There is a fine discussion elsewhere of Kangxi radicals 34 and 35, 夂 zhi3, "walk slowly" and 夊, sui1, "go."

It is incorrect to say that they are variants. They are modern descendants of different characters and their appearances today are far easier to confuse than they have ever been in the past. Whether "walk slowly" and "go" are similar or different in meaning is a matter only of opinion, and the plausibility of any arguments made would depend upon the contexts summoned.

The most common radical resembling these is Kangxi #66,攵 or 攴, both pu1, "tap." Hanzi which need walking or going in their make-up are much more likely to use 彳, chi4, or 廴, yin3, I would have thought, but this is my uninformed opinion and I would love to see some of the good statistical work going around.

The "tap" radical, Kangxi 66, is different in both meaning and history from the two above, much as it resembles them in handwriting. It descends from 攴, pu1, and even in handwriting it should but doesn't differ from 34 and 35 in that its modern form is four brushstrokes, not their three. (Dian-heng-pie-na vs. Dian-wan-na, is it? The 永-based theory of the brush strokes would have it that they're all four strokes, but they obviously aren't.)
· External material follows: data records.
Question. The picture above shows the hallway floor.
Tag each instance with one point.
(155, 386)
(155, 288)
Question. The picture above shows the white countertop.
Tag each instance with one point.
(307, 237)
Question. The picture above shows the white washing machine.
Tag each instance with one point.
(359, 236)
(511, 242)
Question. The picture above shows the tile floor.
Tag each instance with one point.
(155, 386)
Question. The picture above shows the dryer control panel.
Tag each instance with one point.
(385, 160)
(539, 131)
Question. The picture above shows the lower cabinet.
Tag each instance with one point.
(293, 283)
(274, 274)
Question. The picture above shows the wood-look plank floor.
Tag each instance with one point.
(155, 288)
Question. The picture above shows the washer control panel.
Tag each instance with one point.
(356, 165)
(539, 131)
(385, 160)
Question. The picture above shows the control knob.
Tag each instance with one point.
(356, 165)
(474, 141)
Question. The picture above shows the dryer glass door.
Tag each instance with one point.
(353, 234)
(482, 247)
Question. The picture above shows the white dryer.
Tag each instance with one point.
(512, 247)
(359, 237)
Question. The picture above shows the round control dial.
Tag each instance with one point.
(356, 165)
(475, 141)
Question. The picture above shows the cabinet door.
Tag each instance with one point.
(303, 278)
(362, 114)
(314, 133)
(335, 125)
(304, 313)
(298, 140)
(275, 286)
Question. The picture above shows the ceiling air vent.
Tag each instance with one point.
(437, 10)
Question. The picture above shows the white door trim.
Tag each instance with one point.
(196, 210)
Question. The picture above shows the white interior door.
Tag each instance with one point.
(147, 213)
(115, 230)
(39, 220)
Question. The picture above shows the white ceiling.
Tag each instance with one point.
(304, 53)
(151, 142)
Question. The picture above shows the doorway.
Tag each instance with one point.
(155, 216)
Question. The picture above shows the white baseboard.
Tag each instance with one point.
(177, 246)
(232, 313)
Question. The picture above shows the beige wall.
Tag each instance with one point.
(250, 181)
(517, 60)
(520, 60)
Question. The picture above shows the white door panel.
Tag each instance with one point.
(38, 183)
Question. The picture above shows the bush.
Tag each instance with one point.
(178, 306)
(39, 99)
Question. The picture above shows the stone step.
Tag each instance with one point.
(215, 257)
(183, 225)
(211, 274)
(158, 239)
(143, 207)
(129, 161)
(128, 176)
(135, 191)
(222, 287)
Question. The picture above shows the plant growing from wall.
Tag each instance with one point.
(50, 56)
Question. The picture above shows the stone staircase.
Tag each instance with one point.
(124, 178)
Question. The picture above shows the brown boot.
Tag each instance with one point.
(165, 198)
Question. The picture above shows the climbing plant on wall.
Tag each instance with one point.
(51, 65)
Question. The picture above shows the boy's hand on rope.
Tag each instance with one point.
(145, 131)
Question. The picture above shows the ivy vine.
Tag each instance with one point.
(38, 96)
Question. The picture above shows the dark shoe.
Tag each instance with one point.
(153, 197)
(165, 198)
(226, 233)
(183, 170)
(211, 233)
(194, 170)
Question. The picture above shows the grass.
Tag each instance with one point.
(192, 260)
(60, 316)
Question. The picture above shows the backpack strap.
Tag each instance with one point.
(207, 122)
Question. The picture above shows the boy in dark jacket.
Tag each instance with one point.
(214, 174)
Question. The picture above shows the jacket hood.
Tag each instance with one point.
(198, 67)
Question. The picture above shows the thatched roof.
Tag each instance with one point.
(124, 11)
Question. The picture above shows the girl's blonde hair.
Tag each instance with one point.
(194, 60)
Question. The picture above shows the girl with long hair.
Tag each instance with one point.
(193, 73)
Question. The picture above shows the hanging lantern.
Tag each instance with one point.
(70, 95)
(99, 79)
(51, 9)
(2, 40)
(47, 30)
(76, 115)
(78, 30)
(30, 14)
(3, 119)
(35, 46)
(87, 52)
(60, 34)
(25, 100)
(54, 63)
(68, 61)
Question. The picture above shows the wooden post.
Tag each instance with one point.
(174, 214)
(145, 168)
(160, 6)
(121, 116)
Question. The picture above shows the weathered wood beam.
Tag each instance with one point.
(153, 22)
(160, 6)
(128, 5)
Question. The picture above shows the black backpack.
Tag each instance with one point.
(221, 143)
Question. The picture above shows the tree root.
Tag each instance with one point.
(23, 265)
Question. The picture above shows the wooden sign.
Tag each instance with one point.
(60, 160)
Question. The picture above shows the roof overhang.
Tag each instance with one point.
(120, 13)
The differing ancestries of all three become clear in two different ways. Wikipedia and Wiktionary conveniently offer the Japanese, Korean and Vietnamese uses of all three and they are clearly distinct. Within the various Chinese orthographies and authorities, the similarities of handwriting are demolished by the utterly different Cangjie inputs.

Wikispaces, sadly, is gone now. It was closed down to a mere marker toward the end of 2018 after a brief but very fine run.

"Canjie" deserves a capital C in all these sources since it is an adjectival form that stems from a personal name. The eponymous 倉頡, Cāngjié, was nominally the inventor of the Chinese characters. He is said to have done this in 2650 BCE but this date is clearly approximate, among other things because the date of Jesus of Nazareth's birth is not known exactly.